Seth J. Frantzman’ın analizinde şu değerlendirmeler yer aldı:
 
“Ancak, 30 Eylül’de, Kürdistan Bölgesi’nin başkenti Erbil havalimanına yönelik BM-21 Grad füzeleriyle yapılan saldırı ardından sessiz süreç sona erdi.roketleri edildi Musul yakınındaki ateş Erbil Uluslararası Havaalanı'nda ABD tesis yakınında düşen, Erbil, Kürdistan bölgesinin başkentinde de. Erbil Havalimanı’na yönelik saldırıdan iki hafta sonra da Bağdat'ta Kürt partisi PDK’nin merkezi binasına saldırı düzenlendi. Mesaj açıktı: Irak'ın diğer bölgelerindeki ABD tesislerine yönelik saldırılar azaltılırsa milisler Amerika'nın Kürt müttefiklerini hedef alacak. Amaç aynı: ABD'nin Irak'tan ayrılmasını sağlamak ve İranlı müttefiklerinin Bağdat'ı kontrol etmesini sağlamak.
 
“ABD’nin Kürdistan’ın güvenliğine yatırım yapması elzemdir”
 
Washington ne yapabilir? Trump yönetiminin bu paramiliter grupları saldırılardan caydırmak amacıyla yaptığı tehditler ve bazı hava saldırıları ancak bir dereceye kadar işe yaradı. İran rejimi güdümündeki bu gruplar, bundan korkuyor gibi görünüyor.
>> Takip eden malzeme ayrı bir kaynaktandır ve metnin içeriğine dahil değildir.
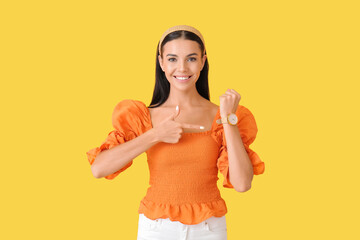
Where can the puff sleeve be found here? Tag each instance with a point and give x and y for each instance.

Başkan Trump, ABD güçleri zarar görürse sert tepki verecektir. Ayrıca Trump'ın "uzak yerlerde" "bitmeyen" savaşları bitirmek istediğini söylediğini de biliyorlar . Bu yüzden ABD'nin müttefiklerini ve ortaklarını kırmak için Kürtlere saldırıyorlar. Bu yüzden Washington'un Kürdistan Bölgesi’nin güvenliğine yatırım yapmaya devam etmesi elzemdir.” 
 
Frantzman, analizinin son bölümünde şu değerlendirmelerde bulundu:
 
“Geçtiğimiz Eylül ayı ortasında ABD güçleri, Peşmerge güçlerine birçok Humvee askeri araç ve yüklü miktarda bir cephane devretti. ABD ayrıca 30 Eylül'de Erbil Havalimanı’na yönelik saldırıdan önce Şii milislerin havaalanına saldırı gerçekleştirebileceğine dair Kürt güvenlik birimlerine mesaj verdi. Bu mesaj saldırının zararsız bir biçimde sonuçlanmasını sağladı. Bu önemli; ABD, Erbil'in bölgede güçlü bir müttefik olmasını sağlamak için bu tür işbirliğini sürdürmeli, istihbarat ve güvenlik koordinasyonunu Kürt güçleriyle paylaşmalıdır. 
 
Washington, Irak'ın diğer bölgelerindeki güçlerini çekmeye devam ederse, Amerikan güçlerini riske atmadan ABD çıkarlarını ilerletmek için İsrail, Birleşik Arap Emirlikleri (BAE) ve Yunanistan gibi diğer müttefiklerle birlikte çalışıarak, Suriye ve Irak'taki rolünü Erbil üzerinden sabitleyebilir.